Effects on Male Fertility Parameters

The most consistent evidence regarding THC’s impact on male fertility relates to semen parameters. Studies indicate that frequent cannabis use, defined as more than once per week, is associated with a lower sperm count and concentration. Men who use cannabis regularly have shown approximately a 28% reduction in sperm concentration and a 29% reduction in total sperm count compared to non-users.

THC also negatively affects sperm function, specifically reducing progressive motility. Furthermore, exposure to THC is linked to morphological changes, increasing the percentage of abnormally shaped sperm and reducing overall sperm viability. The hormonal axis is also implicated, as THC exposure has been shown to consistently lower levels of Luteinizing Hormone (LH), which stimulates testosterone production, although direct effects on testosterone levels remain inconclusive in human studies.

Effects on Female Hormones and Ovulation

In females, THC primarily interferes with the Hypothalamic-Pituitary-Ovarian (HPO) axis, the central command center for reproductive cycles.
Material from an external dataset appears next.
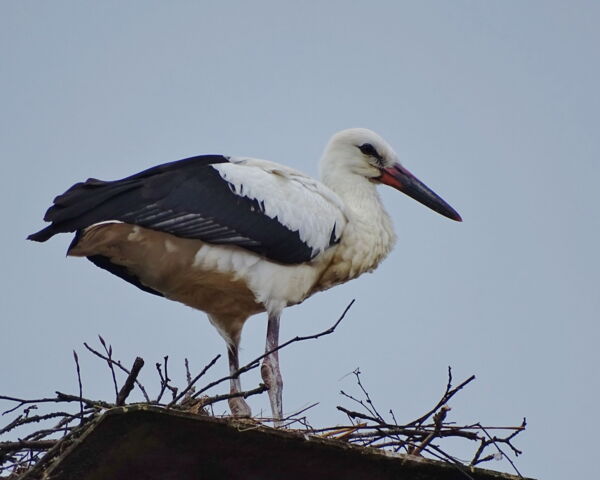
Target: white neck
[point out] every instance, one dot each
(368, 237)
THC suppresses the release of Gonadotropin-Releasing Hormone (GnRH) from the hypothalamus. This suppression reduces the pituitary’s secretion of Luteinizing Hormone (LH) and Follicle-Stimulating Hormone (FSH), the hormones required for follicle maturation and ovulation.

The resulting hormonal imbalance can lead to anovulation or irregular menstrual cycles. Beyond the ovaries, THC exposure can compromise the uterine environment. Cannabinoid receptors are present in the endometrium, and their disruption can affect endometrial receptivity, potentially hindering successful embryo implantation. For women undergoing assisted reproductive technology, cannabis use has been associated with retrieving fewer oocytes and lower fertilization rates.
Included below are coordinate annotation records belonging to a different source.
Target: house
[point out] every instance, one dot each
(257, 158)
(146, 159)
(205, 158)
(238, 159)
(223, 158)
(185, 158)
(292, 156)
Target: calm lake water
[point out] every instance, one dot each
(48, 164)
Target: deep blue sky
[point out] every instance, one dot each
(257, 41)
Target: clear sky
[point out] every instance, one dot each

Synthesis of Research and Clinical Guidance

Research into THC and fertility is complicated by limitations, including reliance on self-reported usage and the confounding factor of poly-substance use. However, the biological plausibility for harm is strong, given the widespread presence of the ECS in reproductive organs and the consistent evidence of semen parameter degradation in men. For women, the primary concern is the potential for HPO axis disruption, which can lead to anovulation and implantation failure.

Given the potential risks identified across both male and female reproductive systems, clinical consensus advises caution due to limited safety data. Health organizations recommend that individuals and couples who are actively trying to conceive should abstain from THC use. Cessation ensures that the delicate hormonal and cellular signaling pathways necessary for successful conception and early pregnancy are not compromised.